It was Aunty Helen who implemented the TVNZ charter in 2003 in recognition of these market failures, giving TVNZ two responsibilities: pay dividends to the crown and carry out public service broadcasting.
Now, in 2016, it feels like we are at the apex of commercialised media. Our public service broadcaster is not disrupting the media market like it should, by offering high quality informative, entertaining and educational content. Instead, TVNZ and its competitors are all too often reliant on tabloid-style clickbait journalism, and the losers are the New Zealand people.
Markets work wonderfully most of the time, but the competition between mass-appeal media can result in a poorer product for people. This is assuming, of course, that articles about testicles being lodged in shower stools are a poor product.
The truth is, informative, entertaining and educational content probably isn’t going to sell adverts. But why should it? We shouldn’t expect this content to generate revenue because the benefits go beyond fiscal measure: greater participation, a stronger democracy and a firm sense of citizenship.
We accept that our taxes should pay for public education and a welfare system, yet in a time where we have record low voter turnout and high public apathy, our government wants our state broadcaster to make money.

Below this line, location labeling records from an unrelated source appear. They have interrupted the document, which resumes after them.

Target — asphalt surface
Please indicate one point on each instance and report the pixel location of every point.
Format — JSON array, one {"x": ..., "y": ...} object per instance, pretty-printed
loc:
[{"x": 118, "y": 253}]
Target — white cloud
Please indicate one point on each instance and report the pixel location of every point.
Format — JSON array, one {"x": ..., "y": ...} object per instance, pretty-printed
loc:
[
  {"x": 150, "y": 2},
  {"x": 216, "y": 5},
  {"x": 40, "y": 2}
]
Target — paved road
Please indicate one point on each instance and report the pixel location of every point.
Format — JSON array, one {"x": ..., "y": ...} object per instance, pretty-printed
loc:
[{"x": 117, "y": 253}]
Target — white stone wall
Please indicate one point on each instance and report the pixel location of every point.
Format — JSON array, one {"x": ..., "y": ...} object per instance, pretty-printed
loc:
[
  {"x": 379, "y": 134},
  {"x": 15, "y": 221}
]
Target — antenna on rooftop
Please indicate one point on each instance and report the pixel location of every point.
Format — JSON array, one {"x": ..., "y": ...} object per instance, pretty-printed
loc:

But what is the point in the government owning a purely commercial broadcaster? Sure, it might be a great way to make money – but so are many other New Zealand industries, which doesn’t justify the government putting their fingers in those pies. There is no practical use to running TVNZ as a commercial broadcaster. If the government’s goal is to generate revenue it may be in its interest to take a business-minded approach – by selling TVNZ and looking for a more profitable venture.
New Zealand should look to the BBC, which reaches 96 percent of UK adults each week, and which operates under a charter very similar to the TVNZ one scrapped in 2011. The BBC doesn’t seek profit and doesn’t run any adverts. Its sole purpose is to inform, entertain and educate.
It could even take notes from TVNZ’s brother, Radio NZ, which is obliged under statute to provoke debate and critical thought and to create a sense of national identity – all of which it does successfully.
On the other hand, if New Zealand wants TVNZ to be commercial, then let it be commercial. Sell it while the going is good, instead of waiting for an economic downturn or until it starts to underperform – both of which could lead to a frantic sell-off for far less than it’s worth.
But either way New Zealand needs a return to true public broadcasting. Let’s do away with dividends and advertising in the provision of public knowledge and, for the love of dermatologists, let’s do away with clickbait.